KENYA – The consumption market of spirits in Kenya has experienced a notable decline in the aftermath of the Covid-19 pandemic, as consumers grapple with increased taxes on premium international drinks.  

According to data from the Kenya National Bureau of Statistics (KNBS), the drop in imported spirits, including brandy, gin, whiskey, and rum, is striking, plummeting from a peak of 16.3 million litres in 2020 to 13.2 million litres in 2022. 

The decline is attributed primarily to a substantial increase in taxes, with the import duty escalating from 25 to 35 percent, as outlined by Eric Githua, Chairperson for the Alcoholic Beverages Association of Kenya (ABAK).  

This tax hike, implemented on July 1, 2022, across all East African Community member states, significantly impacted the affordability of premium liquor, particularly Scotch Whisky and other imported spirits. 

Furthermore, the 13 months leading up to November 2021 witnessed a threefold increase in excise duty on spirits, exacerbating the drop in demand for international premium spirits. This reversal in trends marks a departure from the pre-pandemic era, where spirits had gained popularity, surpassing other alcoholic beverages like beer and wine. 

Mr. Githua stated, “Even before the pandemic, there was a significant shift from other types of alcohol such as beer and wines to spirits. And the main reason was because of affordability.” However, this affordability factor has taken a hit due to the successive tax measures. 

During the height of the pandemic, Gilbeys, a renowned gin from the US, experienced increased consumption, notably promoted by East African Breweries Limited (EABL), the region’s largest alcohol manufacturer under the UK multinational Diageo.  

In its 2021 annual report, EABL highlighted a deliberate focus on popularizing the Gin and Tonic ritual, witnessing a 24 percent spike in spirits sales during the financial year ending June 2021. 

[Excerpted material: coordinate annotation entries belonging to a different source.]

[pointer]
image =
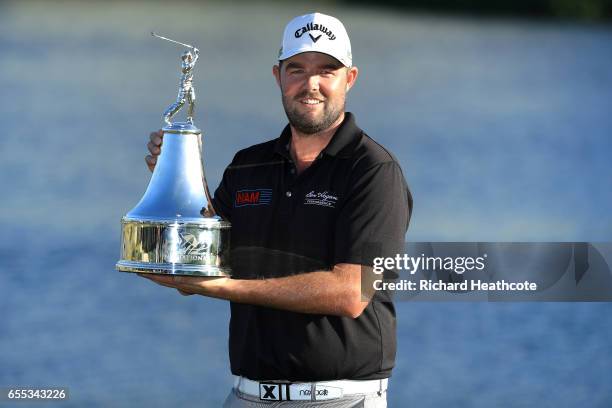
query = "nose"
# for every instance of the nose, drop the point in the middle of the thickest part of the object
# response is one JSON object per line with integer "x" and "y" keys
{"x": 312, "y": 82}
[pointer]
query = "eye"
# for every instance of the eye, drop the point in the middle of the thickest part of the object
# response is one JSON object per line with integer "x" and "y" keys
{"x": 327, "y": 72}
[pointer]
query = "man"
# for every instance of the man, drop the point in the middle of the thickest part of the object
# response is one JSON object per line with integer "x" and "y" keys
{"x": 324, "y": 199}
{"x": 186, "y": 92}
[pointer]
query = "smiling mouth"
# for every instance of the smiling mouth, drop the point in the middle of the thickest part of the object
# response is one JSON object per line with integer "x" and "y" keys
{"x": 310, "y": 101}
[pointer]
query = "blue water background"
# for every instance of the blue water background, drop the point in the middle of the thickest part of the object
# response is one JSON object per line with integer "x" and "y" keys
{"x": 502, "y": 127}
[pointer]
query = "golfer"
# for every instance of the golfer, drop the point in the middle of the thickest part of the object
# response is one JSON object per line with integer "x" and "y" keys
{"x": 310, "y": 210}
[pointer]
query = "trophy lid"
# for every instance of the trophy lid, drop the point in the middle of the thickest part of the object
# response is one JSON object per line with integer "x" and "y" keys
{"x": 181, "y": 127}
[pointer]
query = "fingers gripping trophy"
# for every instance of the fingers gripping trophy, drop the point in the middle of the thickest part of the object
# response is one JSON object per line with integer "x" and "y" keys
{"x": 167, "y": 233}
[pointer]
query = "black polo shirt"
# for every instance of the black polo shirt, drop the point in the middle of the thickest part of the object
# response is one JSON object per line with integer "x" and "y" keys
{"x": 351, "y": 204}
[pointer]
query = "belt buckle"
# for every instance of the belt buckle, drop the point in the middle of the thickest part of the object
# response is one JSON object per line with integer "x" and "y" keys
{"x": 273, "y": 391}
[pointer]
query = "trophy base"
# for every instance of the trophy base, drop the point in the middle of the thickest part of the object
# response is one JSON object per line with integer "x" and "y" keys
{"x": 171, "y": 247}
{"x": 172, "y": 269}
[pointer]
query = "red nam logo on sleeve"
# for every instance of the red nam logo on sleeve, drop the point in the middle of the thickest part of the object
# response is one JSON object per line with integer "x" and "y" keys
{"x": 257, "y": 196}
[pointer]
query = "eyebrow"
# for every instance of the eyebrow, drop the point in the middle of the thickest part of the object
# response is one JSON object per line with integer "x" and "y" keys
{"x": 295, "y": 65}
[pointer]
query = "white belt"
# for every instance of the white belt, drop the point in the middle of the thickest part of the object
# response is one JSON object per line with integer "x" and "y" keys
{"x": 317, "y": 391}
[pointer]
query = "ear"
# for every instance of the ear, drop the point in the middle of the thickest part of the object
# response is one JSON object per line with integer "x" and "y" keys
{"x": 351, "y": 77}
{"x": 276, "y": 73}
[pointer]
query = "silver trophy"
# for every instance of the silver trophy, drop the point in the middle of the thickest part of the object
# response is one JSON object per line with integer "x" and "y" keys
{"x": 166, "y": 232}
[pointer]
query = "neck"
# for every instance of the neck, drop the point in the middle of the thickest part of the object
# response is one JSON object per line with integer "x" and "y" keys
{"x": 305, "y": 148}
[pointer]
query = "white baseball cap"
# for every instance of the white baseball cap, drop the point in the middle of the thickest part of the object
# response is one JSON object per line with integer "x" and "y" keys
{"x": 319, "y": 33}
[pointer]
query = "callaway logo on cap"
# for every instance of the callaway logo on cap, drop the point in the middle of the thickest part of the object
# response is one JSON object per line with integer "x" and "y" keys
{"x": 319, "y": 33}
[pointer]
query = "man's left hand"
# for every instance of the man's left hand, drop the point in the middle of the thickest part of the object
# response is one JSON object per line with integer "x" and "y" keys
{"x": 189, "y": 285}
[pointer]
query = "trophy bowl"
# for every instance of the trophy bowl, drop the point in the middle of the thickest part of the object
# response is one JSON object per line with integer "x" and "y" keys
{"x": 166, "y": 232}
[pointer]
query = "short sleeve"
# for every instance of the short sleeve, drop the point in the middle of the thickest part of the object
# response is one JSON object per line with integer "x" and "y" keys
{"x": 223, "y": 199}
{"x": 374, "y": 218}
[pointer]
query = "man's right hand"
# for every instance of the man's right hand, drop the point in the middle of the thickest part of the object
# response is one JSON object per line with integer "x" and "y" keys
{"x": 154, "y": 146}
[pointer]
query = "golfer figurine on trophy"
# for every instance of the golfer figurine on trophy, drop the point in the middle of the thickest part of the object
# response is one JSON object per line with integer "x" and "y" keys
{"x": 166, "y": 232}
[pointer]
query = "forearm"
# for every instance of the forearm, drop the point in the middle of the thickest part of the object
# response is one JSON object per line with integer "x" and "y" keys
{"x": 336, "y": 292}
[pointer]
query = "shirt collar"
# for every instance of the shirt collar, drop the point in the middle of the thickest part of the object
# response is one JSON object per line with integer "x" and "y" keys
{"x": 347, "y": 137}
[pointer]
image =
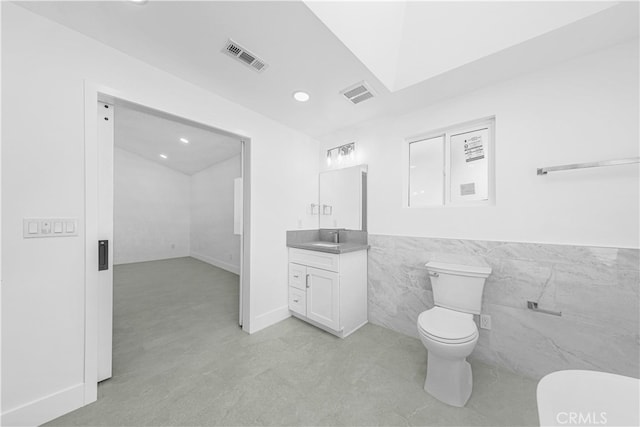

Despite this initial surge, the growth momentum for spirits has been hampered by the tax measures implemented in the subsequent 13 months. The excise duty on spirits saw a threefold increase during this period, prompting a shift in consumer behavior. The upper middle class sought more affordable alternatives, while the lower consumer class turned to illicit drinks. 

Mr. Githua emphasized the impact on local drinks, stating, “Due to the increased import duty and excise taxes, what was initially affordable has become expensive for most revelers, with those who were drinking imported drinks moving to a local drink.”  

This shift has not only affected consumer preferences but has also led to a rise in the consumption of illicit drinks in Kenya.